While Holden as a brand will close by the end of this year, its separately-owned performance-car offshoot has maintained its engineering and manufacturing resources because it will continue to sell US vehicles here, such as the Chevrolet Silverado (pictured below).
The Melbourne engineering company responsible for building Holden Special Vehicles for the past three decades – Walkinshaw Automotive Group – began manufacturing US pick-ups from left- to right-hand-drive once Holden's assembly line closed in October 2017.
The same tools required to make those engineering changes can also be used to make temporary emergency medical equipment such as hospital ventilators.
Car companies use 3D printers to make prototype parts from high strength plastic, to check that a component fits when building a test vehicle from the ground up.
The same technology can also be used to make hospital ventilators in a matter of hours, although once assembled they are designed to operate for months not years.
Walkinshaw Automotive Group owner Ryan Walkinshaw told CarAdvice: “(We) have actually put our hand up to make medical supplies, and primarily ventilators, for Australia. We have messaged various government contacts to explore this. Awaiting further response. The time to act is now, though, not in four weeks.”
Mr Walkinshaw added: “To help emergency departments treat patients affected by COVID-19, we have raised our hand to help both Federal and Victorian governments to design, engineer and assemble any emergency medical equipment that be made with a 3D printer.”
Holden Special Vehicles uses 3D printers to design parts for its performance cars and US pick-ups.
“We would need the blueprints to the design of these ventilators, but we can help once we have the right information,” said Mr Walkinshaw.
Since Holden stopped making cars in Australia in October 2017, the Walkinshaw Automotive Group shifted its focus to re-engineering and converting US vehicles to factory standards from left- to right-hand-drive.
Walkinshaw Automotive Group employs approximately 800 workers – including 100 engineers – on eight production lines at two sites in the Melbourne suburbs of Clayton and Epping.

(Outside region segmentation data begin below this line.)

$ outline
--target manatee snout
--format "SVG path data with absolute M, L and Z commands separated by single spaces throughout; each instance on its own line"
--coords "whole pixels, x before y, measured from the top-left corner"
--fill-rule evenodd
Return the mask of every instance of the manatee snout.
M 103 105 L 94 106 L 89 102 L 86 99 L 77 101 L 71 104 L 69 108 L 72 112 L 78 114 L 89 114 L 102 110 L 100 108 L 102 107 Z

It also owns the Walkinshaw Andretti United V8 Supercars racing team, which also uses 3D printers to design race-car parts.
Last year the Walkinshaw Automotive Group did the final assembly for more than 6000 imported Holden, Chevrolet and Ram vehicles and 2500 locally-made New Age caravans.
The offer of help from Holden Special Vehicles follows announcements late last week and over the weekend that the world's biggest car makers will be drafted to help make hospital ventilators from 3D printers.